The MCP server exposes these tools. Descriptions are written so the model calls them on its own — you don’t wire anything up.
ToolWhat it does
log_exchangeForward a user (and optional assistant) turn to be remembered. Synap decides what persists.
recall_contextRecall what’s already known about the current person, for use before replying.
list_recent_memoriesList recent memories — handy for debugging or confirming memory works.
check_memory_statusCheck whether a logged exchange finished processing (extraction is asynchronous).

Arguments

  • user_id (optional) — a stable id for the end-user. Pass it on both log_exchange and recall_context to keep each person’s memory separate.
  • customer_id (optional) — an organization id, for B2B / multi-tenant agents.
  • conversation_id (optional) — groups turns into a conversation.
  • wait_for_processing (optional, log_exchange) — when true, waits for extraction to finish and reports the outcome instead of returning immediately. Leave it off for normal turn-by-turn logging.

Scoping memory

Who sees which memories is decided by the ids you pass — there’s nothing to configure:

One shared memory

Pass no ids.
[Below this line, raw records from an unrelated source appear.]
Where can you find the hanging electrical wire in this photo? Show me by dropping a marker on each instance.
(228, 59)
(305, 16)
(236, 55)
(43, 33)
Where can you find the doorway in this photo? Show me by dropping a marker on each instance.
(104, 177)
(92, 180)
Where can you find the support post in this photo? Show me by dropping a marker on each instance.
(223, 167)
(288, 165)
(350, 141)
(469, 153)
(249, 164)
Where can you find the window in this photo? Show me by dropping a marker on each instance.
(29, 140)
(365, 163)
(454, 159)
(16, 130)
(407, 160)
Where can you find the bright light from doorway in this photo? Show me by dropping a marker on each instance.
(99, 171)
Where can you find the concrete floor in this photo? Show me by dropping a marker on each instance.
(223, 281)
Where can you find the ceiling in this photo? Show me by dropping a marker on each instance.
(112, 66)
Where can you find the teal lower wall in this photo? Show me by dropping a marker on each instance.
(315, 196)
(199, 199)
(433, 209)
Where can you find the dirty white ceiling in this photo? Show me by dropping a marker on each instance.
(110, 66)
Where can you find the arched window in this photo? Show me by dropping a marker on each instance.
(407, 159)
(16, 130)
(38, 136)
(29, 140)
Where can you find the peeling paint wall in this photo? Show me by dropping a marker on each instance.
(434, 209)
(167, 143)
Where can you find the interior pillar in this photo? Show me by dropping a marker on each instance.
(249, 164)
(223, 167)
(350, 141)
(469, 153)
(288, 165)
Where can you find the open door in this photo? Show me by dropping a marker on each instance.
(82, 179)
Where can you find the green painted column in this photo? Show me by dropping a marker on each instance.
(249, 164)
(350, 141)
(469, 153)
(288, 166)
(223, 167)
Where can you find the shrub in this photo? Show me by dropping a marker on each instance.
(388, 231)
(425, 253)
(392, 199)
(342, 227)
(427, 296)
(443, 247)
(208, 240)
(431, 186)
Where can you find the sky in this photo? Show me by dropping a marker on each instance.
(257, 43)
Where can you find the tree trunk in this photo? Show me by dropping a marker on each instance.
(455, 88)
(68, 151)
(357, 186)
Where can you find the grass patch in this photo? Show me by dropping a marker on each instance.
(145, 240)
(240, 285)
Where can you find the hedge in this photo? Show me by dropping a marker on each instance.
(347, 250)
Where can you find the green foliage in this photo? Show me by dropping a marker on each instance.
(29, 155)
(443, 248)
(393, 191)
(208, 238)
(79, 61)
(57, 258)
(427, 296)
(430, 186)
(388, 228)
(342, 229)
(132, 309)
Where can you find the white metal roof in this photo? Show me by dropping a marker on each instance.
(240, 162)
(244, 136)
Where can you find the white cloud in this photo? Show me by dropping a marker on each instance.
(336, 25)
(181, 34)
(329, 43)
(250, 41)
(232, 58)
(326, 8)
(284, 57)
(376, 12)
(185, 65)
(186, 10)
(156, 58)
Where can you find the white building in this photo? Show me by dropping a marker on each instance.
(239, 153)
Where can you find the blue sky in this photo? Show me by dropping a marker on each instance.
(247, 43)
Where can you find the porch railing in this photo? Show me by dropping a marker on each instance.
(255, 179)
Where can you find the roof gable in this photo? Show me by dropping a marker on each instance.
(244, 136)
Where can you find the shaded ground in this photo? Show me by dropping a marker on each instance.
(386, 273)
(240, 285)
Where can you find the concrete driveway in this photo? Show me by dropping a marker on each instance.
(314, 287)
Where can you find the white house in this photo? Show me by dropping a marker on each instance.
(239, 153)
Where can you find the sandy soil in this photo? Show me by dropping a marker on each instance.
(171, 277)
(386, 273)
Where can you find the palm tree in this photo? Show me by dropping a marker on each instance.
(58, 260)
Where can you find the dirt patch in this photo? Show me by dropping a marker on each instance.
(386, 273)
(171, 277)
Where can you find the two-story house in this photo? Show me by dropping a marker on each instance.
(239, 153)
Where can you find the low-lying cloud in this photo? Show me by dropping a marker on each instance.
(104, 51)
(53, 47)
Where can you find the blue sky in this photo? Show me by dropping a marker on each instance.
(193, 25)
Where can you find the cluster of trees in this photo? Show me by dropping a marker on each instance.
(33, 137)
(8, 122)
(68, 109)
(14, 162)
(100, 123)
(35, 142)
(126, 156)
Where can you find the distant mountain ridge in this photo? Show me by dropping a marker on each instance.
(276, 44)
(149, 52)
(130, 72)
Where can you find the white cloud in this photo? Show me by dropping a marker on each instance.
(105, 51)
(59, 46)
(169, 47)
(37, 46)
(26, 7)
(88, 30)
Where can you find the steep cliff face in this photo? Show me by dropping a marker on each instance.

Everything is shared across the agent. Good for a single-purpose assistant.

Per end-user

Pass user_id. Each person gets their own private memory; everyone still shares the agent’s general knowledge.

Per organization

Pass customer_id for B2B agents that serve multiple customer organizations.
For a real per-user experience, map your platform’s user identifier into user_id — for example an n8n expression like {{ $json.userId }} or a Gumloop input. The same id on log_exchange and recall_context keeps each person’s memory separate.

Prove it works

The dashboard’s MCP page includes a Test my memory button: it writes a sample memory and reads it back live, so you can confirm your token works before going live. In your platform, the same loop is the real test — tell your agent a fact, then in a new session ask what it remembers.

Troubleshooting

Confirm the tools are listed on the credential/node. If the model still doesn’t call them, add a one-line instruction to your agent prompt: “Use your memory tools — log every user message and recall before replying.”
That’s the custom-header drop. Make sure auth is set as a Bearer token, not a custom header.
Extraction is asynchronous — wait a few seconds and try again, or use check_memory_status (or wait_for_processing) to confirm processing finished.
Re-check the URL (it ends in /mcp) and that the token is pasted exactly. Tokens are shown once — regenerate from the MCP page if you’ve lost it.